If you have [cargo-binstall](https://github.com/cargo-bins/cargo-binstall), it downloads pre-built binaries instead of compiling from source:

```bash
cargo binstall fossil-mcp
```

### From crates.io

```bash
cargo install fossil-mcp
```

This downloads the source from crates.io and compiles it locally.

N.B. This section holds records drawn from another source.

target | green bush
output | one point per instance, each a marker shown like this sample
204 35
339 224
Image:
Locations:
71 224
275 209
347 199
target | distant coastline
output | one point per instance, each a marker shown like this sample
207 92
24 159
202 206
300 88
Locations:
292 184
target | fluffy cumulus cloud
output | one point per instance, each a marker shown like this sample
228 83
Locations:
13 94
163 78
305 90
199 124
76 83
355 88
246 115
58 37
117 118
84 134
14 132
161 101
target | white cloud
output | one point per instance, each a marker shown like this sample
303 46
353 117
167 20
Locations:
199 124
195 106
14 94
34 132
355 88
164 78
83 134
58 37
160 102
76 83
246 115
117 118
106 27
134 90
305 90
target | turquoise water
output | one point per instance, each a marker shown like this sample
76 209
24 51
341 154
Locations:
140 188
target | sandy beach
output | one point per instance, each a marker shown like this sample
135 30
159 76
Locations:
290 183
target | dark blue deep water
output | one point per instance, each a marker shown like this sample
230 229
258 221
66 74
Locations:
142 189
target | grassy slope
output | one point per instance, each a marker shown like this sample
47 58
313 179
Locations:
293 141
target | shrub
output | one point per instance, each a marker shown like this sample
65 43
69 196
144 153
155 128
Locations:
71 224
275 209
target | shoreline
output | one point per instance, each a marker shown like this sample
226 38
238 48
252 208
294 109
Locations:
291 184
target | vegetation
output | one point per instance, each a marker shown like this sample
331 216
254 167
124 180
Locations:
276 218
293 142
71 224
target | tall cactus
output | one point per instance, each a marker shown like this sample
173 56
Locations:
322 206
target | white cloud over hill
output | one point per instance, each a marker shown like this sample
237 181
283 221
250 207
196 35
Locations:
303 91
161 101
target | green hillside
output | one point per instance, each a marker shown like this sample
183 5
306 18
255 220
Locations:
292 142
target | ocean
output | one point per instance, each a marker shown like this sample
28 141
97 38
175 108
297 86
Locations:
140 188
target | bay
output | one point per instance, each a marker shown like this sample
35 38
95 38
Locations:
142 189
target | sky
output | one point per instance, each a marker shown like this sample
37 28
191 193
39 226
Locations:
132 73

Requires a Rust toolchain.

### From source

```bash
git clone https://github.com/yfedoseev/fossil-mcp.git
cd fossil-mcp
cargo build --release
```

The binary is at `./target/release/fossil-mcp`.

### Updating

```bash
fossil-mcp update
```

---

## MCP Server Setup

[![Install in VS Code](https://img.shields.io/badge/VS_Code-Install_Server-0098FF?style=flat-square&logo=visualstudiocode&logoColor=white)](https://insiders.vscode.dev/redirect/mcp/install?name=fossil&config=%7B%22command%22%3A%22fossil-mcp%22%7D)
[![Install in VS Code Insiders](https://img.shields.io/badge/VS_Code_Insiders-Install_Server-24bfa5?style=flat-square&logo=visualstudiocode&logoColor=white)](https://insiders.vscode.dev/redirect/mcp/install?name=fossil&config=%7B%22command%22%3A%22fossil-mcp%22%7D&quality=insiders)
[![Install in Cursor](https://cursor.com/deeplink/mcp-install-dark.svg)](https://cursor.com/en/install-mcp?name=fossil&config=eyJjb21tYW5kIjoiZm9zc2lsLW1jcCJ9)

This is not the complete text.